4. Das schlimmste Szenario (aus ministerieller Sicht): der Ersatz des Stadtrates

Wenn dies der Fall ist, was kann dann laut Gesetz in der Praxis passieren?

Das schlimmste der konfigurierbaren Szenarien (aus Sicht von Minister Trenta) ist nicht die allerwichtigste Wahrscheinlichkeit der Steuerschädenhaftung, sondern der Ersatz des ursprünglich gewählten Beraters. Wenn der Rechnungshof nach Abschluss des Kontrollverfahrens tatsächlich die Illegitimität der Ernennung endgültig prüfen sollte, würde es notwendig sein, eine der Zahlen zu ersetzen, die der derzeitige Inhaber der Verteidigung von Anfang an bei ihm wünschte sein Mandat

Natürlich wäre es immer noch ein schwerer Schlag für den Minister, für seine Arbeitsgruppe und auch für sein Image.
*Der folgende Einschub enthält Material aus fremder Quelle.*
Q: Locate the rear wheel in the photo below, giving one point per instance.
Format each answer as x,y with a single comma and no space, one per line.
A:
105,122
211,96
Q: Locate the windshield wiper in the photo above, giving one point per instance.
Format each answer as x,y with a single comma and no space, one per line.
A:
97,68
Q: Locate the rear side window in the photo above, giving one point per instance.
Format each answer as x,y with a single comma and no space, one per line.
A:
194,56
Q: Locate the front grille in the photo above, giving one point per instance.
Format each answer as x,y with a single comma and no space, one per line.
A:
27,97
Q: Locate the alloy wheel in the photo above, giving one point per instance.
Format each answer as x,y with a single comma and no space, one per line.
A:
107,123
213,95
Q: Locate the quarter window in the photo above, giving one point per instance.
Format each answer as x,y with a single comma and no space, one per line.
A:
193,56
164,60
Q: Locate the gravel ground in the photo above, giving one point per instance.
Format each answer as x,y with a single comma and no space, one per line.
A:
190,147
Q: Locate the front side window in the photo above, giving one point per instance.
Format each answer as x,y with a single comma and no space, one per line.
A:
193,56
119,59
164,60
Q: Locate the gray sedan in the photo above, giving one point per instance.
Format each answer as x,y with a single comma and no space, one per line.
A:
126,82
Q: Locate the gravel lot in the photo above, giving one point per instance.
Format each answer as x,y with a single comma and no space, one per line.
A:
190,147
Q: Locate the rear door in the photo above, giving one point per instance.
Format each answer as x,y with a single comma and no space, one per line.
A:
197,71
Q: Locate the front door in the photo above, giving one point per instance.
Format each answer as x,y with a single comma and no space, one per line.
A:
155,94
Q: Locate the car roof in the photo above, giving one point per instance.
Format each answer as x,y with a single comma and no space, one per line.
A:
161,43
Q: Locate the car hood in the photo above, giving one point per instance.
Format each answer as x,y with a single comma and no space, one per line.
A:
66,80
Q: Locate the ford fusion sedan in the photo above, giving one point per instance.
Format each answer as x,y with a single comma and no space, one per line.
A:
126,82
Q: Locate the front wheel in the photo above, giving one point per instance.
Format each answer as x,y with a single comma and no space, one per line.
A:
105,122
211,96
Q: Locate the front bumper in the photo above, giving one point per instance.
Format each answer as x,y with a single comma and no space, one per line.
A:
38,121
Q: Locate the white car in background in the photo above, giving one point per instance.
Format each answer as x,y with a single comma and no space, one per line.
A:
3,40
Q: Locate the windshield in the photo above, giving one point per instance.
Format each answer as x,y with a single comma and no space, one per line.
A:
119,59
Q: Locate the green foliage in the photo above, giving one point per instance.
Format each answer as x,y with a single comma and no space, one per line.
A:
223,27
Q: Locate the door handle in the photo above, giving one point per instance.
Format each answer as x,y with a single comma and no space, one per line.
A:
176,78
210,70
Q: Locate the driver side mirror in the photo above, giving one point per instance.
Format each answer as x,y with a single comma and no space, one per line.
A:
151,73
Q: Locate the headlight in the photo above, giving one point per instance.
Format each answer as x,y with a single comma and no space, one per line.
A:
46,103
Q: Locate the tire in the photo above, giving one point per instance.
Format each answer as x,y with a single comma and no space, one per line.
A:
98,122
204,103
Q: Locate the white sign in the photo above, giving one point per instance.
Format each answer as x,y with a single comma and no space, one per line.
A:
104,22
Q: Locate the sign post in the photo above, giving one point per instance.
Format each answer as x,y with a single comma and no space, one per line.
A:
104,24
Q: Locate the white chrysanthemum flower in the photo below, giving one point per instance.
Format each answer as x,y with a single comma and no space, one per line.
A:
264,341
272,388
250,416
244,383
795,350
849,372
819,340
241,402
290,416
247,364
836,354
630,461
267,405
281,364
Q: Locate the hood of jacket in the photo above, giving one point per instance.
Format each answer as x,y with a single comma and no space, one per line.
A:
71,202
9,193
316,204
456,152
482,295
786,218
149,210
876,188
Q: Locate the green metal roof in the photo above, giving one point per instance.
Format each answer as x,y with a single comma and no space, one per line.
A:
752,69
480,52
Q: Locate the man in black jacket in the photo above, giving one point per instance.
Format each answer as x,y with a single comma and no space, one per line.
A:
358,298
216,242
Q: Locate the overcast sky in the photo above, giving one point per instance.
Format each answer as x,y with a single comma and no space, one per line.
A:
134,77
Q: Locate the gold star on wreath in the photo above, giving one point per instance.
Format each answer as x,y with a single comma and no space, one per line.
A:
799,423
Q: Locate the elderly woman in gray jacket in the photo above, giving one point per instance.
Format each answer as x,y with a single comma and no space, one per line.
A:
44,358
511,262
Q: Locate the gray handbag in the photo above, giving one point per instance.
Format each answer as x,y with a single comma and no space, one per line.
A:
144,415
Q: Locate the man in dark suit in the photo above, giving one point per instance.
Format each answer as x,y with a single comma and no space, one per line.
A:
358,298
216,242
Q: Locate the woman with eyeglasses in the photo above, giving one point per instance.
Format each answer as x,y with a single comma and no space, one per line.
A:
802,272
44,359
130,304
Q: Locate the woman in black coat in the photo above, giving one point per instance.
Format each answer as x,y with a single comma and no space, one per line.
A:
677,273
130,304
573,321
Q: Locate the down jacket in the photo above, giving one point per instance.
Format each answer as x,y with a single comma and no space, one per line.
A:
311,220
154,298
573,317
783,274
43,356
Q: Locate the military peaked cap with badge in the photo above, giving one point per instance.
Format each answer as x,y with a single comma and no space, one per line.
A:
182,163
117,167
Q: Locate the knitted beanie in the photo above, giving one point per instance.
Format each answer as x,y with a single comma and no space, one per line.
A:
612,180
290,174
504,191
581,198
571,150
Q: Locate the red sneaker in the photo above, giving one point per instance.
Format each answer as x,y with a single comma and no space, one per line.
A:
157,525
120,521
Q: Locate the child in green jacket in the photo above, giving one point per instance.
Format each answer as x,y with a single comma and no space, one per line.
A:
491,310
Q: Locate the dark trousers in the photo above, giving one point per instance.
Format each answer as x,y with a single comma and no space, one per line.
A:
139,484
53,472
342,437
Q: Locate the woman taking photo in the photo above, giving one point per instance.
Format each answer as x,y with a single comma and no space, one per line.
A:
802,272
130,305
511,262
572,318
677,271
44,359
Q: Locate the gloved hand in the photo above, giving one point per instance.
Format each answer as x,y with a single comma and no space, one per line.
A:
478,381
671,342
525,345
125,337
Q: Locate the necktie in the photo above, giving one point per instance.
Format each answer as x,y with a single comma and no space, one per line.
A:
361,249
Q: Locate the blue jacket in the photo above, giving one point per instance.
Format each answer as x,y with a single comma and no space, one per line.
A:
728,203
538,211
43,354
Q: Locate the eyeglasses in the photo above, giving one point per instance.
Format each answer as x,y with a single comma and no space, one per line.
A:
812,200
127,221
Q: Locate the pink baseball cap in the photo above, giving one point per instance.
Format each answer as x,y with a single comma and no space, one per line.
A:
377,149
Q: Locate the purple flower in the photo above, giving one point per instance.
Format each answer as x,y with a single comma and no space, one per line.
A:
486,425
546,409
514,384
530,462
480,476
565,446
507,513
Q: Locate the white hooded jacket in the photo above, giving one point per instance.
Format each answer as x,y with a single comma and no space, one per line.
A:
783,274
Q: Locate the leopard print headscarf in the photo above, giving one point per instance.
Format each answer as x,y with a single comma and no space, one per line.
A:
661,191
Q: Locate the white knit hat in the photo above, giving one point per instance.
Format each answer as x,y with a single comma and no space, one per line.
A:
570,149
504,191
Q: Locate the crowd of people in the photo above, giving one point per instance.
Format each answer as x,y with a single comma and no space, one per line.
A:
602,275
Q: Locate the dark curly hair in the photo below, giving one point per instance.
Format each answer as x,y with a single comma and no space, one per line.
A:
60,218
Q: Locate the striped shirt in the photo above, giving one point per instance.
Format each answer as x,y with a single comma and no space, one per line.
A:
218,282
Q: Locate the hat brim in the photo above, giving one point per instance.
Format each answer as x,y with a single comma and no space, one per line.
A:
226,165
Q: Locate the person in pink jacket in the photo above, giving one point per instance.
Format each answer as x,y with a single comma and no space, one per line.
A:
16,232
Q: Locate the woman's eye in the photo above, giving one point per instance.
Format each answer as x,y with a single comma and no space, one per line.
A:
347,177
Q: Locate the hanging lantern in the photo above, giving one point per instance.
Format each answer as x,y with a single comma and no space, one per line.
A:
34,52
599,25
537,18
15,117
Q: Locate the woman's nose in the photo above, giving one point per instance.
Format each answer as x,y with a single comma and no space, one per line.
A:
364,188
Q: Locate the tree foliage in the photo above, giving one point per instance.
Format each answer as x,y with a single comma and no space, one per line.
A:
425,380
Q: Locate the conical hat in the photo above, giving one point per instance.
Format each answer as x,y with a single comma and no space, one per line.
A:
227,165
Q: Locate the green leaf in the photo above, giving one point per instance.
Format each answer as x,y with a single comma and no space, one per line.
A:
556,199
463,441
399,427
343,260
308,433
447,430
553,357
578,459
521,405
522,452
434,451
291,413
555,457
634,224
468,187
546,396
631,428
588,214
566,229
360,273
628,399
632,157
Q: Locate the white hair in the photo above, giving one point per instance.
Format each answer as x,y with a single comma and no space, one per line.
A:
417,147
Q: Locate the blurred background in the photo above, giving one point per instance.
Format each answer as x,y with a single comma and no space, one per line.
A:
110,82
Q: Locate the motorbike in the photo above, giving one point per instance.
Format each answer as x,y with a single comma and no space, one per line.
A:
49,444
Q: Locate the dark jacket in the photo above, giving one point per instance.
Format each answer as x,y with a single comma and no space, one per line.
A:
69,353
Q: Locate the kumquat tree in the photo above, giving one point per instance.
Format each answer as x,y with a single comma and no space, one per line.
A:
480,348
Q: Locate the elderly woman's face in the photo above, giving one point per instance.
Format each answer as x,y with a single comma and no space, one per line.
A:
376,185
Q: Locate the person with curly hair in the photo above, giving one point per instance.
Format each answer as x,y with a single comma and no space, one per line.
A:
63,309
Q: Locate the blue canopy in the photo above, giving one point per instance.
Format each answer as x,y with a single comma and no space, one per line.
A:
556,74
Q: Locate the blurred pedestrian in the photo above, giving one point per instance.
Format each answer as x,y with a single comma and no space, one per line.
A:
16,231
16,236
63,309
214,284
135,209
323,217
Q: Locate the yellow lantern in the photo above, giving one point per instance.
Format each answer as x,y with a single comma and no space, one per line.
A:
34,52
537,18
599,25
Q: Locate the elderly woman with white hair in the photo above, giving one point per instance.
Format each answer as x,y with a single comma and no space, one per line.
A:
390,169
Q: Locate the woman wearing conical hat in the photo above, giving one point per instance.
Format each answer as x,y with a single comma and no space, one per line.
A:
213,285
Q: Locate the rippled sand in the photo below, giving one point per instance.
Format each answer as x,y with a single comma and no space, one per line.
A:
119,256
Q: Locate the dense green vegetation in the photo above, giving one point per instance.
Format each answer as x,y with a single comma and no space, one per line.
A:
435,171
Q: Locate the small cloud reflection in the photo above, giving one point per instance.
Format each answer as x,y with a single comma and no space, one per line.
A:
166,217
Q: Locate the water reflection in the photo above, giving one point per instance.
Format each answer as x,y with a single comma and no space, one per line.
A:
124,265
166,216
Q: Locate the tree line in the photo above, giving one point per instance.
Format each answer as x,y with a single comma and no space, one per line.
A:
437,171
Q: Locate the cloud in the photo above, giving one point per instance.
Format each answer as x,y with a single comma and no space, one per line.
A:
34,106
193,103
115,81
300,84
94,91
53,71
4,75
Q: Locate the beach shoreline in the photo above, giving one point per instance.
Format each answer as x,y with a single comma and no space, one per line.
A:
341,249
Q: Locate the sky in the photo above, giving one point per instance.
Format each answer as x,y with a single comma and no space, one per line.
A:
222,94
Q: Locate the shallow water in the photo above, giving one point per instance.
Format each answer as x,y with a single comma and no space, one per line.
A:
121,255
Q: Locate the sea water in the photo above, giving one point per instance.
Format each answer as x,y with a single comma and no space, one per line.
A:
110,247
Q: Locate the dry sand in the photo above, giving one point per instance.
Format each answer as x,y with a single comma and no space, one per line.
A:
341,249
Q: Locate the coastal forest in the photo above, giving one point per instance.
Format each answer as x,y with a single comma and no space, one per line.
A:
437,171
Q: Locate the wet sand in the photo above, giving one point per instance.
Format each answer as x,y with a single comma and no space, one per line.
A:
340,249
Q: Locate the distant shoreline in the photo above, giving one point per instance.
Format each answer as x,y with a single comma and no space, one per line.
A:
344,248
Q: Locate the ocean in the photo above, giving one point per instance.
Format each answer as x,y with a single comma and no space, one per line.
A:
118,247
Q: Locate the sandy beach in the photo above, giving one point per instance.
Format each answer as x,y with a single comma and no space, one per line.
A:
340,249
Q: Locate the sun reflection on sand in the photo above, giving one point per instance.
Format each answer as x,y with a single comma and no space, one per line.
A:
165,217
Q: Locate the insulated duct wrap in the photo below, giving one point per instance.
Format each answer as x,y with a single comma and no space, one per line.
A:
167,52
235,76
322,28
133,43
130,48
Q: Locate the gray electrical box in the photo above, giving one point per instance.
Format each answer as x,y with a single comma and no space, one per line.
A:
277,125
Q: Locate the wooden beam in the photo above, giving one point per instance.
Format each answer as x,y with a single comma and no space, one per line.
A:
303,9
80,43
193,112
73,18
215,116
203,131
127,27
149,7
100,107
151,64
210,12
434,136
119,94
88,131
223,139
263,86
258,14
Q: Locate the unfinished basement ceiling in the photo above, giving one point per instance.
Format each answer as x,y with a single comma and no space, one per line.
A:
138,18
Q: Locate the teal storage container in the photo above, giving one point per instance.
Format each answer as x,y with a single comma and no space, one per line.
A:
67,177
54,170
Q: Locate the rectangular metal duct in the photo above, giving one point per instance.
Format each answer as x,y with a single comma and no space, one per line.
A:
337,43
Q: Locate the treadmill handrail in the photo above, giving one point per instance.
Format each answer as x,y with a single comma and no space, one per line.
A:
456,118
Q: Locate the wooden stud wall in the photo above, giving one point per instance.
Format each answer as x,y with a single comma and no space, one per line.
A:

Zu einer Zeit, in der wir - vor kurzem die Stimmen einer Regierungsumbildung - nach neuen Gleichgewichten und neuen legitimierenden Annahmen suchten, auch aufgrund der in unserem Urteil fragwürdigen (wenn auch teilweise vom Verfassungsgerichtshof und sogar früher von der EMRK vorgeschriebenen) Anerkennung der ersten italienischen Militärunion spätestens vor zehn Tagen.

Die vom Rechnungshof formulierten Feststellungen beziehen sich auf beide Verfahrensprofile (das Fehlen der Dringlichkeitsbedingungen gegen den sofortigen Erwerb der Wirksamkeit durch den Ernennungsbeschluss, wenn die Kontrollstelle kein entsprechendes "Visum" hat). dass wesentlich (das Fehlen der Anforderungen des ernannten Ratsmitglieds in den oben genannten Bedingungen). Natürlich handelt es sich dabei um gezielte Proteste und vor denen der vorgenannte negative Ausgang nicht aprioristisch ausgeschlossen werden kann, um realistisch sein zu wollen.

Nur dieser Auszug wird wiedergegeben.